I have the next problem:
Let $G$ an abelian and finitely generated group. Suppose that $a\in G$ has infinity order. Prove that: $G$ isn't cyclic if and only if there exists $b\in G\setminus\{e_G\}$ such as $\langle a\rangle\cap \langle b\rangle = \{e_G\}$.

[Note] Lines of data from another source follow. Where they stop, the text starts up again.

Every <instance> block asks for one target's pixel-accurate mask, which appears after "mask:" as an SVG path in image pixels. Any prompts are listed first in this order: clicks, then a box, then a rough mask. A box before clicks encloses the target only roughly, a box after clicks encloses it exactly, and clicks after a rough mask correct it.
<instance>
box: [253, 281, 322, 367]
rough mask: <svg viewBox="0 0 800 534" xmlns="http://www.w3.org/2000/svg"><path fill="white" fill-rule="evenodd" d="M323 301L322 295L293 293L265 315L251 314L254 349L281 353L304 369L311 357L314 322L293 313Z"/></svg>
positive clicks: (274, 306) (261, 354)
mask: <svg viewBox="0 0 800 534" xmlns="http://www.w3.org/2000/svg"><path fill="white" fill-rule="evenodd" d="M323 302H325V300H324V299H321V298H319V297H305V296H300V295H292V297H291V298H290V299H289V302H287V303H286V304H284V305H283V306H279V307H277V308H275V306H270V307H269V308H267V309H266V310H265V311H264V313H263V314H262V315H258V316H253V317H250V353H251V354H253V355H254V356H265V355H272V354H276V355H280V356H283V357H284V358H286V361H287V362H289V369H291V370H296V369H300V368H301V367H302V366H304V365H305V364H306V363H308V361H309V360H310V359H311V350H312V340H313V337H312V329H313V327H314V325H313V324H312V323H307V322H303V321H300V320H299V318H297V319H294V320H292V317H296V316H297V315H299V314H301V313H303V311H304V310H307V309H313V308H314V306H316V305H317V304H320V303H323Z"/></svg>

The left implication is simple: We have $\langle a\rangle \langle b\rangle \cong \langle a\rangle\times \langle b\rangle$ because $G$ is abelian and $\langle a\rangle\cap \langle b\rangle = \{e_G\}$. If $\langle a\rangle\times \langle b\rangle$ is cyclic then there exists $(m,n)\in \mathbb{Z}\times\mathbb{Z}$, $m,n\neq 0$ such as $\langle a\rangle\times \langle b\rangle = \langle (a^m,b^n)\rangle$, then $m=1$ because $\text{ord}(a) = \infty$, so there exists $j$ such as $(a,b^{n+1}) = (a,b^n)^j = (a^j,b^{nj})\Rightarrow j=1\Rightarrow b^{n+1} = b^n\Rightarrow b=e_G$, contradiction. So $\langle a\rangle\times \langle b\rangle$ isn't cyclic, then $\langle a\rangle \langle b\rangle$ isn't cyclic and finally $G$ isn't cyclic.
For the right implication, I don't have any idea about how to start. I will be very grateful if you can help me.